I am facing the following problem.
Let’s consider that there are 2 points that are not known.
$${(x_0,y_0) (x_1,y_1)}$$
I know that from these 2 unknown points a set of quadratics passes
$$f_i(x)=a_2x^2+a_1x+a_0 $$ $$0<i<n$$
i.e. the quadratics intersect at these two unknown points.
For each one of the quadratics:
I know the leading coefficient $$a_2$$ and a point $$(x_i,y_i)$$
Is it possible to find the intersection points of those polynomials? $${(x_0,y_0) (x_1,y_1)}$$
I think that if I know the leading coefficient and a point from four quadratics (n=4) I can define their intersection.
Is that right?
In this image two quadratics intercept at two unknown points.For this quadratics I only know a point and their leading coefficient.

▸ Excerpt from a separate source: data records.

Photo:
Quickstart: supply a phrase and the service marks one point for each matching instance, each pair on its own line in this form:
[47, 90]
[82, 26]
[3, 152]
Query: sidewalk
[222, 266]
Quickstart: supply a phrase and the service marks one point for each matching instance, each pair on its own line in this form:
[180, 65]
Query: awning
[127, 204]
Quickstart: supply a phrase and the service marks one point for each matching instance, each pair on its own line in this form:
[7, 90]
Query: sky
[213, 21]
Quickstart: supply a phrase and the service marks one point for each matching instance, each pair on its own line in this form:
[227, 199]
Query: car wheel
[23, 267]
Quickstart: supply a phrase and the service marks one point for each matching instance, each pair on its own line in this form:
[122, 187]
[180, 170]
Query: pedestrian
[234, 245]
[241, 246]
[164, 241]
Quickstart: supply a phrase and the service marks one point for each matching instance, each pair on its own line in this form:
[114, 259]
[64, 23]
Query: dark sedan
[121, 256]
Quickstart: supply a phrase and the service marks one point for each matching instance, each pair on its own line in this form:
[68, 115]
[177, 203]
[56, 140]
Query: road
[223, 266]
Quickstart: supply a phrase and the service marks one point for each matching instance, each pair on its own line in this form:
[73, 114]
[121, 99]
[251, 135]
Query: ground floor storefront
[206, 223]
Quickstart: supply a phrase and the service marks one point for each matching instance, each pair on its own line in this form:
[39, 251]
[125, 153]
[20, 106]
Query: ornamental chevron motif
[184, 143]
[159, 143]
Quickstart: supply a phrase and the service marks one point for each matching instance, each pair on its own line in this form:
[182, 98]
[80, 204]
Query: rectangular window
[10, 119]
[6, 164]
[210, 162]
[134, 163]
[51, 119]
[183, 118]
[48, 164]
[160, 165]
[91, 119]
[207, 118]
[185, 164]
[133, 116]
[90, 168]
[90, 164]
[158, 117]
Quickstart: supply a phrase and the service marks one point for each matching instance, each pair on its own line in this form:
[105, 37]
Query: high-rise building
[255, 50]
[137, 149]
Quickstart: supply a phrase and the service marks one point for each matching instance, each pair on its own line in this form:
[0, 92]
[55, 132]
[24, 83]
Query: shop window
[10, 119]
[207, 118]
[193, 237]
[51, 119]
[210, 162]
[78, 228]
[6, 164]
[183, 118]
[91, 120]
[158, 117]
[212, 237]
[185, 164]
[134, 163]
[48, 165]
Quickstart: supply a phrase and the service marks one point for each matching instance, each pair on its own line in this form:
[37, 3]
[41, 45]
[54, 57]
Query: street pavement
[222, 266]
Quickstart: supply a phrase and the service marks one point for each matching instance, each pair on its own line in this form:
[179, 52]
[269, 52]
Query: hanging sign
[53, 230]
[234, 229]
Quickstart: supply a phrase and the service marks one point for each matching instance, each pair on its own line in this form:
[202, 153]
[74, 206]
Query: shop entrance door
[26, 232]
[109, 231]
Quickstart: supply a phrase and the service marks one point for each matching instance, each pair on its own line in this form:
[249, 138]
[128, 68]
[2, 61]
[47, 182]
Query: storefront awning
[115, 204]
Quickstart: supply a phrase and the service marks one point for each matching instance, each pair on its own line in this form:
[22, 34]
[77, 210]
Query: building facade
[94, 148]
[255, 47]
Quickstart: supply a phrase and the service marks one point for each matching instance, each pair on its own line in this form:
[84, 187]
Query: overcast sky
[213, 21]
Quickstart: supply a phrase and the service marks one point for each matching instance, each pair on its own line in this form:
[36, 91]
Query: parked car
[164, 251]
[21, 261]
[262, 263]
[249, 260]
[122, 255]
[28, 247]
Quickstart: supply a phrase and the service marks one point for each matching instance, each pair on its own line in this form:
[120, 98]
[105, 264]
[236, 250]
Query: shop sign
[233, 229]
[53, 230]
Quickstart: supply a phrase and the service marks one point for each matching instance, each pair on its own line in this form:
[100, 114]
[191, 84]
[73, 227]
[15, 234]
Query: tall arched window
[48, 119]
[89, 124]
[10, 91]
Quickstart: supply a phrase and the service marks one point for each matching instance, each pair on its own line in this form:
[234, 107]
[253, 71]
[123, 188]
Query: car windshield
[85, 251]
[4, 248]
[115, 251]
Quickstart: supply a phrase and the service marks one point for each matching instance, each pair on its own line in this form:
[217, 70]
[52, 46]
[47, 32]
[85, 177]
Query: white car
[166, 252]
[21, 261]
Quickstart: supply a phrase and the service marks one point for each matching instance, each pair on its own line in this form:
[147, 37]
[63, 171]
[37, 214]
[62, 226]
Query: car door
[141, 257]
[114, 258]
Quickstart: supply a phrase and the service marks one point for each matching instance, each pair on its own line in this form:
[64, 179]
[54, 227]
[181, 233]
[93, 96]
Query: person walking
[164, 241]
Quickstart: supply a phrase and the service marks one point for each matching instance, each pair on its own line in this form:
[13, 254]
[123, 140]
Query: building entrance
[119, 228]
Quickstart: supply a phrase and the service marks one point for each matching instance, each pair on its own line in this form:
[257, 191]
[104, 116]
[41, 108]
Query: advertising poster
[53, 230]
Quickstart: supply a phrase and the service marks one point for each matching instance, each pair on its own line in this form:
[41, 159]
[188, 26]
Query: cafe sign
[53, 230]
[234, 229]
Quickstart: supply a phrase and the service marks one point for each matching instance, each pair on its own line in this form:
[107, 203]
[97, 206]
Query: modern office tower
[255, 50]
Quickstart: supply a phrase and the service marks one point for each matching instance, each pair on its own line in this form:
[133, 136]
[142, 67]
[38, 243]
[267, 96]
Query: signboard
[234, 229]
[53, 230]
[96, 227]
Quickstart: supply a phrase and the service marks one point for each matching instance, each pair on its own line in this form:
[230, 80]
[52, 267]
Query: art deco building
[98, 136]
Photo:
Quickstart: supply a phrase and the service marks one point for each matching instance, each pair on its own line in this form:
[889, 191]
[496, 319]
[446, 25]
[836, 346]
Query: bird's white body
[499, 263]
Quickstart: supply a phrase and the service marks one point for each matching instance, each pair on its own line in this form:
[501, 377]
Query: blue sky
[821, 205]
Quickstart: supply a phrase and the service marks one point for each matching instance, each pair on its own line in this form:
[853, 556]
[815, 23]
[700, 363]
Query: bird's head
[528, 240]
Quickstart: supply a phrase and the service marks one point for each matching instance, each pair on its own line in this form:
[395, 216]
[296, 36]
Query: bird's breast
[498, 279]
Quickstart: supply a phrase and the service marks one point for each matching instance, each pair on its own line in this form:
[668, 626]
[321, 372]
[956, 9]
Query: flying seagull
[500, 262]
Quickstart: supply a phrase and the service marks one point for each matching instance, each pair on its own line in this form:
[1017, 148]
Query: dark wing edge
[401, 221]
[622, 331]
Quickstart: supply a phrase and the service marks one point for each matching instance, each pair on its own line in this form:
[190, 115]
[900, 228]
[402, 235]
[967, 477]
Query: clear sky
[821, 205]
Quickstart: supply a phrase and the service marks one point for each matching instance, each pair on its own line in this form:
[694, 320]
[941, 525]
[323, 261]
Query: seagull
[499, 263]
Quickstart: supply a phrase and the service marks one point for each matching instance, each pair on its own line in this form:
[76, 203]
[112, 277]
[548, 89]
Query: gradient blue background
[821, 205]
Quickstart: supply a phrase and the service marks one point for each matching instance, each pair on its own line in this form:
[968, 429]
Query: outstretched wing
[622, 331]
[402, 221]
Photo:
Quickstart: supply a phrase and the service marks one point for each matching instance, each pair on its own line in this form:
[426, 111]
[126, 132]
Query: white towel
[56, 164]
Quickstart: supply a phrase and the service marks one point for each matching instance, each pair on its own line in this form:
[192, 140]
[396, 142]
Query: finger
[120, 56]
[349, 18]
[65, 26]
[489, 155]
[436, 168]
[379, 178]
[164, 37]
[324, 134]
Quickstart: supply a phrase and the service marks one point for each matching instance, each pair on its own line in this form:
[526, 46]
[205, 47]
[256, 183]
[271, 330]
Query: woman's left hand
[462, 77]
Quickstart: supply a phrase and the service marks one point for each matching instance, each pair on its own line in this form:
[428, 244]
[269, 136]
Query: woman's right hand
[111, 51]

By using Newton Interpolation's Method:
$$a_2=\frac{y_2-(y_0+\frac{y_1-y_0}{x_1-x_0}(x_2-x_0))}{(x_2-x_0)(x_1-x_0)}$$
In the previous equations the only unknowns are the 2 intersection points $$x_0,y_0 x_1,y_1$$. Having 4 equations like the previous one, does not solve the problem?
Best Answer
If I have interpreted your question correctly, then you don't have enough information to find the intersection points. As a simple example, consider when $a_2=0$ for all of the "quadratics" (i.e. we have straight lines). Then all you know is that you have a straight line passing through a particular point in each case, but you don't know their gradients so you have no way of knowing where they intersect. Now yes, these aren't really quadratics anymore, but the situation for $a_2\not = 0$ is the same- we know where the quadratics pass through, but we don't know enough about their gradient to determine exactly what quadratics they are and therefore can not find their intersections.